For the segmentation tasks, they set the stride in the first block of B5 to 1 so that it will not downsample the feature map sizes. They then increase the dilation rate from one to two for the following layers and do the same thing to the first convolution layer in B6 too, and increase the dilation rate from two to four for the following layers.

Experiment

The experiment part in this paper is not complicated. They carried out their model and compared it with Resnet in different tasks. They show that their model could outperform very deep networks like Resnet101 and Resnet152 in classification and segmentation. The improvement is around 1% for classification tasks, but for segmentation tasks, they lift the mIoU about 3% to 5%, which is a considerable improvement.
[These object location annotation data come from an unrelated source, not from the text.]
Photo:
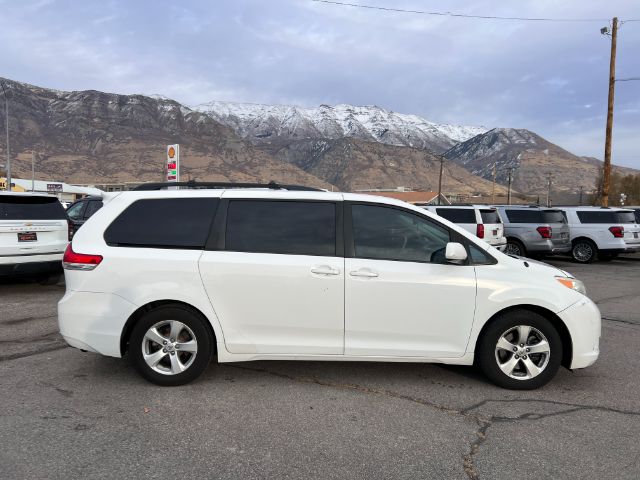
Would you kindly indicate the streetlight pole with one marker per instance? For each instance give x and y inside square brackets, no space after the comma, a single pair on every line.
[509,190]
[6,113]
[440,178]
[606,175]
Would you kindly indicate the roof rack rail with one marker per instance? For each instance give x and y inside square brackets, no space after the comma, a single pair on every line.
[213,185]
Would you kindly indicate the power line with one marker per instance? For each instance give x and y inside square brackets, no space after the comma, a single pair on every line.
[462,15]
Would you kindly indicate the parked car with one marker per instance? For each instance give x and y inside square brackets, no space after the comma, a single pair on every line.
[534,230]
[172,277]
[602,232]
[33,235]
[480,220]
[81,210]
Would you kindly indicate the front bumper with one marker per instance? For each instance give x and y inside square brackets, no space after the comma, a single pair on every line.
[93,321]
[584,322]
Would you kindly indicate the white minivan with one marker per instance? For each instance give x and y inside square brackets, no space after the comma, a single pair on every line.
[172,278]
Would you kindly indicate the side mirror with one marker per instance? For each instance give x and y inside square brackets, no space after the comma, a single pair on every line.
[455,252]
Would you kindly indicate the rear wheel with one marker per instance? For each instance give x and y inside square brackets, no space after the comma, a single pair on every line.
[515,247]
[171,346]
[584,251]
[520,350]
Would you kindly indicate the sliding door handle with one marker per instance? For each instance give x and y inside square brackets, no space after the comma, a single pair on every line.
[364,273]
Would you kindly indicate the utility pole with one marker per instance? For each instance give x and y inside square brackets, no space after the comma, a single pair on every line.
[606,176]
[549,189]
[6,121]
[33,170]
[493,189]
[440,179]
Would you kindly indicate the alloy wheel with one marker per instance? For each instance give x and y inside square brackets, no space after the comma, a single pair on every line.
[169,347]
[583,252]
[522,352]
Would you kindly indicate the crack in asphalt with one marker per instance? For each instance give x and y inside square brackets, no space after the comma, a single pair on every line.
[483,422]
[620,320]
[43,349]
All in all, these results show that the proposed architecture delivers better feature extraction performance than the current state-of-the-art. Since the segmentation improvements are pretty significant, so usually in weakly supervised semantic segmentation or other common segmentation tasks, we just adopt the proposed wide Resnet38 instead of the initial Resnet.

[1] He, K., Zhang, X., Ren, S., & Sun, J. (2016). Deep residual learning for image recognition. In Proceedings of the IEEE conference on computer vision and pattern recognition (pp. 770-778).

[2] Veit, A., Wilber, M. J., & Belongie, S. (2016). Residual networks behave like ensembles of relatively shallow networks. Advances in neural information processing systems, 29.

[3] Wu, Z., Shen, C., & Van Den Hengel, A. (2019). Wider or deeper: Revisiting the resnet model for visual recognition. Pattern Recognition, 90, 119-133.

[4] Littwin, E., & Wolf, L. (2016). The loss surface of residual networks: Ensembles and the role of batch normalization. arXiv preprint arXiv:1611.02525.

[5] Zagoruyko, S., & Komodakis, N. (2016). Wide residual networks. arXiv preprint arXiv:1605.07146.